Cu(In,Ga)Se2 (CIGS) thin film PV is a thin film PV technology in its early stage of large scale commercialization. CIGS has the advantage of a high cell efficiency (approaching 20%) and module efficiency (~13%), a direct bandgap, a high absorption coefficient, and processes that can work for low cost, large scale manufacturing, including roll-to-roll substrates of polymer or stainless steel. The electronic properties of the cell are very tolerant to compositional variance of the Cu content. The CuInSe2 can be alloyed with Ga (common), Al and S to engineer the bandgap over a wide range for improved performance.

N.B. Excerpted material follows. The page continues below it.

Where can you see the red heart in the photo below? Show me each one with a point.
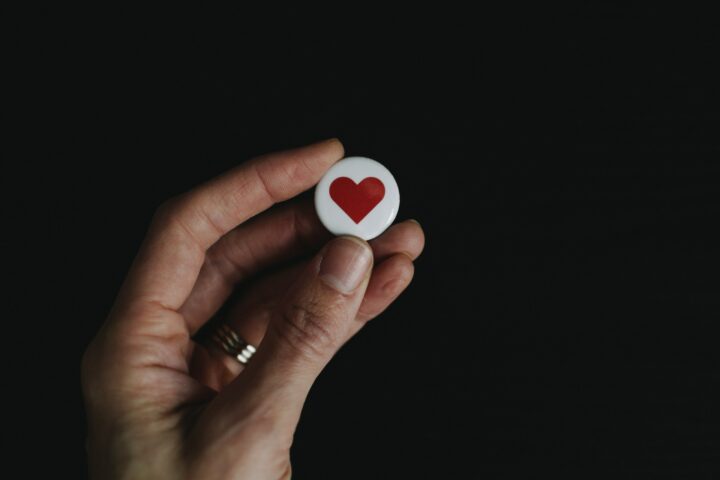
(357, 199)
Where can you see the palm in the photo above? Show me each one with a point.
(168, 404)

The main area for improvement of CIGS thin film PV is performance reliability and uniformity as manufacturing is scaled up.
Materials characterization using surface analysis methods can be used to support analysis of performance and R&D of efficiency improvements.
The schematic of the CIGS Thin Film PV device structure shown above illustrates some of the ways surface analysis can help.
On the left side of the schematic we see the layered structure. The substrate in this case is soda lime glass, a source of needed Na in the device, but alternative substrates such as stainless steel foil or polyimide sheet are also used in which case an alternate method for adding Na is needed. In the schematic a metal (Mo in this case) is deposited on the glass substrate with thickness on the order of 0.5 µm. The CIGS layer is deposited next with thickness on the order of 2 µm and a thin (~50 nm) CdS layer is deposited on the surface of the CIGS. Alternatives to CdS include CdZnS, Zn(S, O, OH), ZnSe, ZnIn2Se4, In2S3, and ZnMgO.
Finally a Transparent Conductive Oxide (TCO) such as ZnO/ZnO:Al or ZnO/ITO of thickness 0.2 µm to 0.5 µm is deposited. The light enters from the TCO side, and is absorbed in the CIGS layer where electron-hole pairs are formed. The p/n junction at the CdS/CIGS heterojunction, or a homojunction formed by a Cd-doped surface region of the CIGS at the CdS interface, creates a depletion region which separates the electron and holes and allows them to be collected, thus generating the solar cell current. Two of the key steps in the CIGS solar cell design and fabrication are the process to introduce a controlled profile of the Ga in the CIGS layer and the process to introduce ~0.1% Na into the device. The CIGS layer must be Cu-deficient, and stability of the cell is attributed to a stable formation of a defect pair which is electrically inactive. Each of the layers is multi-crystalline.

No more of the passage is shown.